Ha insomma attraversato tutti gli anni cruciali, spesso tragici, dell’ex Jugoslavia da vero e proprio protagonista, non solo davanti alle cineprese o su un palco ma nella vita culturale. Šerbedžija ha in realtà incarnato le contraddizioni ed i contrasti vissuti negli ultimi decenni da quel Paese bellissimo e fragile che era la Jugoslavia: genitori serbi, nato e vissuto in Croazia sino agli anni della guerra, poi rifugiato in Slovenia, in un quartiere di Lubiana, Fužine, noto per esser stato il luogo dove si riversava chi stava fuggendo dalla guerra. Essere straniero nella propria patria è stato uno dei denominatori comuni nella vita di Šerbedžija, ed ha rappresentato per lui, sicuramente, molta amarezza, perché ha significato essere considerato ‘altro’ dai serbi, perché viveva in Croazia, ed ‘altro’ dai croati, perché era di origine serba.
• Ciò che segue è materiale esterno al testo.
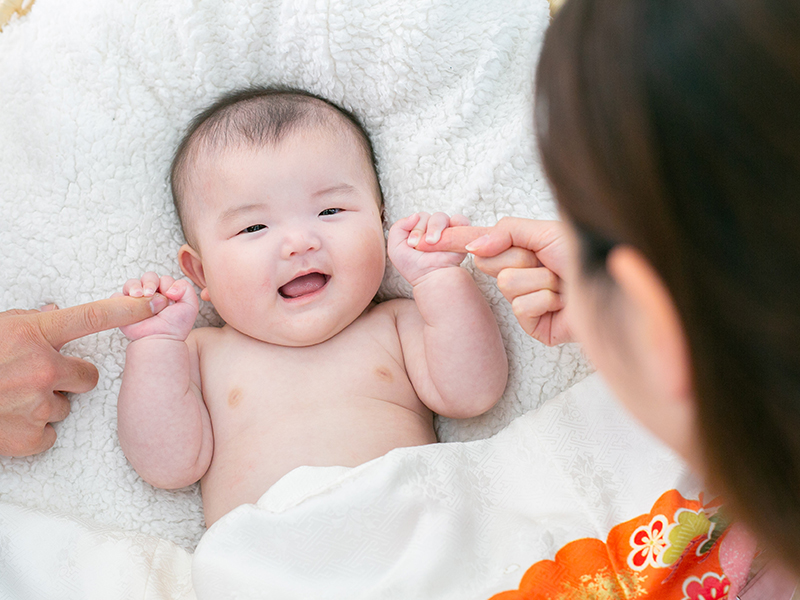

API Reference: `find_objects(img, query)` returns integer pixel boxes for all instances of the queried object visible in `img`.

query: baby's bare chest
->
[200,316,427,438]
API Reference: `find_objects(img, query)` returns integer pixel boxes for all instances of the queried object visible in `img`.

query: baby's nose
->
[281,228,320,258]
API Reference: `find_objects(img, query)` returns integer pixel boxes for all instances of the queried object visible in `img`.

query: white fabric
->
[0,375,698,600]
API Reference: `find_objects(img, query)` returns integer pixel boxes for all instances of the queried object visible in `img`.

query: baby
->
[118,89,508,526]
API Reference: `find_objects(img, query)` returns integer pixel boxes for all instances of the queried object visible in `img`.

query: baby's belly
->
[201,399,436,526]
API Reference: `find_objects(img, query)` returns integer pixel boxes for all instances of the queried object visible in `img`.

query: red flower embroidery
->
[683,573,731,600]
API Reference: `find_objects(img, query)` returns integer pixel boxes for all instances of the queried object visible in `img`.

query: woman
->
[470,0,800,573]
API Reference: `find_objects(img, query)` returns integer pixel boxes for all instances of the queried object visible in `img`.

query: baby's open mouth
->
[278,273,331,298]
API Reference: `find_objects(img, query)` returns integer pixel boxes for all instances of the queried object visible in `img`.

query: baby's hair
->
[170,86,383,244]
È un libro da gustare, ‘Fino all’ultimo respiro’, anche se, come detto, non privo di note amare: quelle di un esilio forzato, ad esempio, delle ristrettezze economiche che comportava. Anche, dopo, negli anni di Londra e Los Angeles, delle parti cinematografiche in films di successo, anche negli anni del secondo matrimonio, della nascita delle figlie, traspaiono un certo disagio, una nostalgia, dovuta certo all’età ma anche alla consapevolezza che qualcosa è andato perduto per sempre. In realtà molto rimane, nella vita di Šerbedžija. Non solo immagini, poesie, canzoni, ma anche il coraggio di chi ha vissuto da autentico mattatore.